Il primo derby non si scorda mai

28.10.2020 14:25 di Luca Canfora   Vedi letture

Era il 13 marzo del 1977, Genova - “Stadio Luigi Ferraris” -  Ventesima giornata, Campionato di serie A.


Genoa-Sampdoria, 2-1

Reti: Zecchini, Damiani, Pruzzo.

GENOA: Girardi S., Maggioni, Ogliari, Onofri, Secondini, Castronaro, Damiani, Arcoleo, Pruzzo, Ghetti, Basilico.

SAMPDORIA: Di Vincenzo, Arnuzzo, Callioni(Ferroni), Valente, Zecchini, Lippi, Saltutti, Bedin, Bresciani, Savoldi II, Tuttino.

Arbitro: Gussoni.

Fossati resiste alla tentazione di cedere Roberto Pruzzo alla Juventus, promettedo una opzione per l’anno successivo al fine di ottenere a prezzo più che ragionevole il giocatore Oscar Damiani, che verrà dai genoani soprannominato “Flipper” per la sua rapidità. La coppia farà la gioia dei genoani.

Avevo 7 anni, e comincio a ricordare qualcosa. Papà mi portava spesso nei distinti, che non costavano tanto come oggi. Il motivo era duplice: gustarsi la Gradinata Nord, vedere Oscar sfrecciare sulla fascia destra attaccando sotto la Gradinata Nord. Ho gli occhi un po’ lucidi, scusate vado a prendere un rotolo di Scottex modello albero maestro e torno.

Eccomi.

Dunque al fianco di Arcoleo, Castronaro e Rizzo, giungono la punta Urban e la mezza punta Basilico; il libero sarà Onofri e davanti alla difesa arriva Ogliari. Purtroppo, con inevitabile sconforto dei genoani, Bruno Conti torna alla Roma. La partenza promettente in Coppa Italia, che come spesso accadrà entusiasma i genoani, non si ripete in campionato, dove nella fase iniziale è un Genoa piuttosto deludente. Simoni sostituisce dunque Campidonico con Onofri, ed a novembre fa acquistare la punta Ghetti. Il Genoa migliora ed alla fine del girone di andata è al settimo posto.

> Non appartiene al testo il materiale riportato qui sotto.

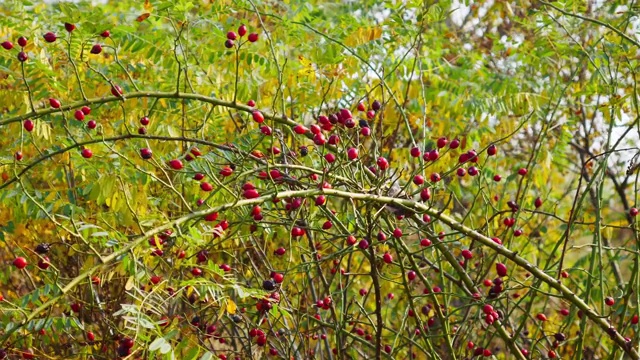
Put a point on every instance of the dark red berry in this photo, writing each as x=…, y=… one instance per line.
x=96, y=49
x=242, y=30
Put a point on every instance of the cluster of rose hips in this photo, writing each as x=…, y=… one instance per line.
x=22, y=42
x=242, y=31
x=51, y=37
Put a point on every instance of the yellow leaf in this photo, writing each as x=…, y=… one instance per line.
x=231, y=307
x=363, y=35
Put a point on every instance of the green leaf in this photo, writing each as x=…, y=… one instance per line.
x=192, y=353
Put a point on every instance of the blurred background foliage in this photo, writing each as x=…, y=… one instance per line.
x=554, y=90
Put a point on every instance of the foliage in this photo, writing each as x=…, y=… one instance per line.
x=290, y=237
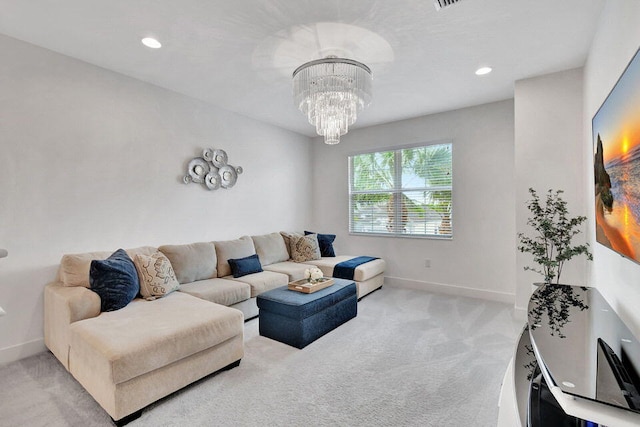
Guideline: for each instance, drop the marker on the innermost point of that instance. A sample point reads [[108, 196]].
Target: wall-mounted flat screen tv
[[616, 141]]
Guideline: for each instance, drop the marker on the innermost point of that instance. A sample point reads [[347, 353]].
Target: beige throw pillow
[[270, 248], [156, 275], [74, 268], [287, 236], [305, 248], [195, 261]]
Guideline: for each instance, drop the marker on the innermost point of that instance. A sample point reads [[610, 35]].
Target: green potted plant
[[551, 244]]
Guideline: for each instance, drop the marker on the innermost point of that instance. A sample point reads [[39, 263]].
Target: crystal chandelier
[[330, 92]]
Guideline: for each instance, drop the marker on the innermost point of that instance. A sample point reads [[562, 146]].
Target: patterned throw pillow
[[305, 248], [156, 275]]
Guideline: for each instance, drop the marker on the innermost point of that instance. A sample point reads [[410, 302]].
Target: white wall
[[480, 260], [615, 43], [93, 160], [549, 155]]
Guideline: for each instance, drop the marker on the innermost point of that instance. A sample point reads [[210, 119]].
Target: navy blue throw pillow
[[243, 266], [325, 241], [115, 280]]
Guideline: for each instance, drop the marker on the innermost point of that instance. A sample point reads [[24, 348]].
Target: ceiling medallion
[[330, 92]]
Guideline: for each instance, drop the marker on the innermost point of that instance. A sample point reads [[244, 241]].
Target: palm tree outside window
[[402, 192]]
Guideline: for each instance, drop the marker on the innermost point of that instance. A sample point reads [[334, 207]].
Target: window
[[402, 192]]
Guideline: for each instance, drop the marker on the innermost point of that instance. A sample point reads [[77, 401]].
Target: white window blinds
[[405, 192]]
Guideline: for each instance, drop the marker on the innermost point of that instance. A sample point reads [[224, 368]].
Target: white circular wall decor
[[212, 170]]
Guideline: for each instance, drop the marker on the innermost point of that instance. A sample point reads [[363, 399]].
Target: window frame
[[397, 189]]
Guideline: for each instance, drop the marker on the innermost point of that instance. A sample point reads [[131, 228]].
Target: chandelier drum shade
[[330, 92]]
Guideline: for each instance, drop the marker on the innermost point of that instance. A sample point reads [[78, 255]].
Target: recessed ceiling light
[[151, 42]]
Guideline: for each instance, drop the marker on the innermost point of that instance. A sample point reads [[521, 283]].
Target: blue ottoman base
[[298, 319]]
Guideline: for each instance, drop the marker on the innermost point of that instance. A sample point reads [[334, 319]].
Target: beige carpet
[[410, 358]]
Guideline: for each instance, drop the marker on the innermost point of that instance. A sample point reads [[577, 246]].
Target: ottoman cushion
[[297, 319]]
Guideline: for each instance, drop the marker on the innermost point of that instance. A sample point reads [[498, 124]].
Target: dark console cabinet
[[576, 363]]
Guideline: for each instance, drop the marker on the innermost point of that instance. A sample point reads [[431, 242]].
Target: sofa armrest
[[64, 305]]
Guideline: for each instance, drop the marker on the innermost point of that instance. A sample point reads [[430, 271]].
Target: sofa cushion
[[195, 261], [294, 270], [74, 268], [305, 248], [270, 248], [243, 266], [145, 336], [232, 249], [363, 272], [156, 275], [263, 281], [115, 280], [325, 241], [221, 291]]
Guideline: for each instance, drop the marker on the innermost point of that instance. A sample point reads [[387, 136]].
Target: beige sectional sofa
[[131, 357]]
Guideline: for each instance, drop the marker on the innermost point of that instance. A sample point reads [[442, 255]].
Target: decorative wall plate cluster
[[212, 170]]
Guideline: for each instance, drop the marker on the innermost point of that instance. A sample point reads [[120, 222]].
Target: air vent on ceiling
[[441, 4]]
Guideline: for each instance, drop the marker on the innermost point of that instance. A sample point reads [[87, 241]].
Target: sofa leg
[[128, 418]]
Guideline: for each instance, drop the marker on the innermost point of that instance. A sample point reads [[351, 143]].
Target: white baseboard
[[20, 351], [449, 289]]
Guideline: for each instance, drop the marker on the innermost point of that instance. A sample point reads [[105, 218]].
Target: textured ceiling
[[240, 54]]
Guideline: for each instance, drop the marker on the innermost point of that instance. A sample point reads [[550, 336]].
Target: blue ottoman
[[298, 319]]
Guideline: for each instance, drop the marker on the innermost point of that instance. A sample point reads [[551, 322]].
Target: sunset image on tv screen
[[616, 138]]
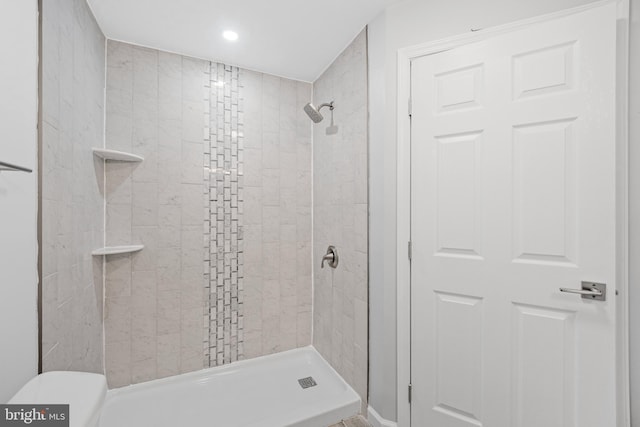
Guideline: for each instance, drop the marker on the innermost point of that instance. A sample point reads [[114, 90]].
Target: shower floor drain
[[307, 382]]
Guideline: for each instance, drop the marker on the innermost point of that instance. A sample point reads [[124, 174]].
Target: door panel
[[512, 197]]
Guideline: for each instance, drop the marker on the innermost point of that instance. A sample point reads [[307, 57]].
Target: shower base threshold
[[269, 391]]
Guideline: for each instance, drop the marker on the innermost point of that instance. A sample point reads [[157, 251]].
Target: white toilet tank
[[84, 392]]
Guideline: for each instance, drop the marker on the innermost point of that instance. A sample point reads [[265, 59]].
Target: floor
[[358, 421]]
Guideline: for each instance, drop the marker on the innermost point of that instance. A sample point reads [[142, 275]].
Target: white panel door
[[512, 197]]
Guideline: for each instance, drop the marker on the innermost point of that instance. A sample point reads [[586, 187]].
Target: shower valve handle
[[331, 257]]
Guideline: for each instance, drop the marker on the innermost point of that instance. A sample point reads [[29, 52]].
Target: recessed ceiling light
[[230, 35]]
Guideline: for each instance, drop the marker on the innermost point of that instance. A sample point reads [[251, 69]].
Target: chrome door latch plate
[[593, 286]]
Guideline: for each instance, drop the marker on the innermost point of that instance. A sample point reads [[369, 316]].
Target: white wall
[[405, 24], [634, 207], [18, 195]]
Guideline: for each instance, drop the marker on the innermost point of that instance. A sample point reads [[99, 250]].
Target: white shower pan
[[261, 392]]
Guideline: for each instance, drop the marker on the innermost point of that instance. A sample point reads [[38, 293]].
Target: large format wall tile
[[341, 216], [222, 203], [73, 72]]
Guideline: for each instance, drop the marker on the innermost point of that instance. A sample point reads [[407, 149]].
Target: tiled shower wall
[[209, 287], [341, 217], [72, 203], [154, 298], [277, 214]]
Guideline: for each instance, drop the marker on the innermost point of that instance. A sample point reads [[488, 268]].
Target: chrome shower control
[[331, 257]]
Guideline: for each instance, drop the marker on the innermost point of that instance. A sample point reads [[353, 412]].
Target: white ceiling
[[297, 39]]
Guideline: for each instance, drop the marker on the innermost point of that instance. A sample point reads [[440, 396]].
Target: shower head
[[314, 112]]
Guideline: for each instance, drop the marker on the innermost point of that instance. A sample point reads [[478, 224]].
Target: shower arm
[[326, 104]]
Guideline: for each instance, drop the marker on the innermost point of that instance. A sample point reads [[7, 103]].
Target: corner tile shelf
[[118, 156], [114, 250]]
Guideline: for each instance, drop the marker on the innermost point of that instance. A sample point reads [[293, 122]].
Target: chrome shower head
[[314, 113]]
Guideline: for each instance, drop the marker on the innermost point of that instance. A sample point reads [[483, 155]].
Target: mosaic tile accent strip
[[223, 233]]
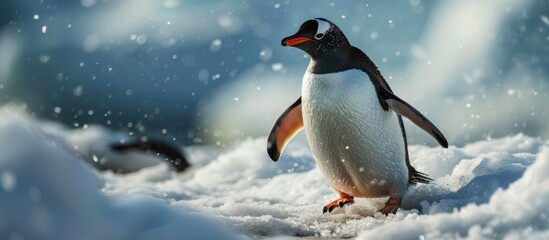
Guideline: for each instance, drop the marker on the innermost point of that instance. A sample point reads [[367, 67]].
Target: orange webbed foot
[[391, 206], [343, 200]]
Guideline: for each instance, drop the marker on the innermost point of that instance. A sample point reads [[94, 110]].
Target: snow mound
[[496, 188], [48, 193]]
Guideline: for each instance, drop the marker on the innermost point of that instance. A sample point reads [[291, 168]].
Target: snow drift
[[495, 188]]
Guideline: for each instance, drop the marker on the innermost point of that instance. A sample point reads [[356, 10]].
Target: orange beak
[[294, 41]]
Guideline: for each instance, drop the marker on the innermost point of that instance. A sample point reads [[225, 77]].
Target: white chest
[[357, 145]]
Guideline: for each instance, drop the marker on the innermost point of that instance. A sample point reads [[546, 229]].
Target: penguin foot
[[343, 200], [391, 205]]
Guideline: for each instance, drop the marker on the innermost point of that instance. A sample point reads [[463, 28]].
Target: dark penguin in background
[[352, 120]]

Alla ventesima giornata, dopo avere pareggiato il derby di andata per 1 ad 1, Damiani e Boselli… scusate… Pruzzo, pur con dieci giornate di anticipo sulla chiusura del campionato, danno inconsapevolmente una notevole spallata al campionato dei cugini. Una stupenda rete di Flipper Damiani prima, ed un colpo di testa strepitoso di Boselli… oh belliscimu… di Pruzzo, proprio sotto la gradinata Sud, saranno decisivi non tanto per il destino del Genoa quanto per quello della Sampdoria. Il Genoa infatti chiuderà il campionato al decimo posto con 27 punti, ma la Sampdoria, pur avendo perso sole 3 partite nelle ultime dieci di campionato, tra cui il derby, scivola mestamente in serie B. A noi genoani, piace poeticamente pensare che sia stato proprio il gol di O’ Rey Boselli… per la miseria… Pruzzo… a spedire la Sampdoria a farsi le ossa nella cadetteria. Non riesco a togliermi questo nome dalla testa.

Boselli!!! Ora mi ricompongo.

Unico evento spiacevole della stagione, in seguito alle solite reiterate e continue beghe societarie tra Fossati e Baldazzi, che chiede di essere manlevato delle fideiussioni da lui depositate a garanzia dei debiti della Società. Fossati tergiversa oltre un limite ragionevole, finchè vengono sequestrati e pignorati, il 12 marzo del 1977, gli arredi della sede del Genoa con la riserva di sequestrare anche gli incassi in caso di necessità. Insomma una pessima pagina. Grazie anche all’impegno di Pippo Spagnolo Fossati trova un accordo economico con Baldazzi, allorchè viene chiusa la questione economica con l’acquisizione da parte di Renzo Fossati dell’80% delle azioni della Società, e la promessa di tenere al Genoa i gioielli Damiani e Boselli… opperbacco… Pruzzo!

Buon derby a tutti... ma soprattutto... a noi!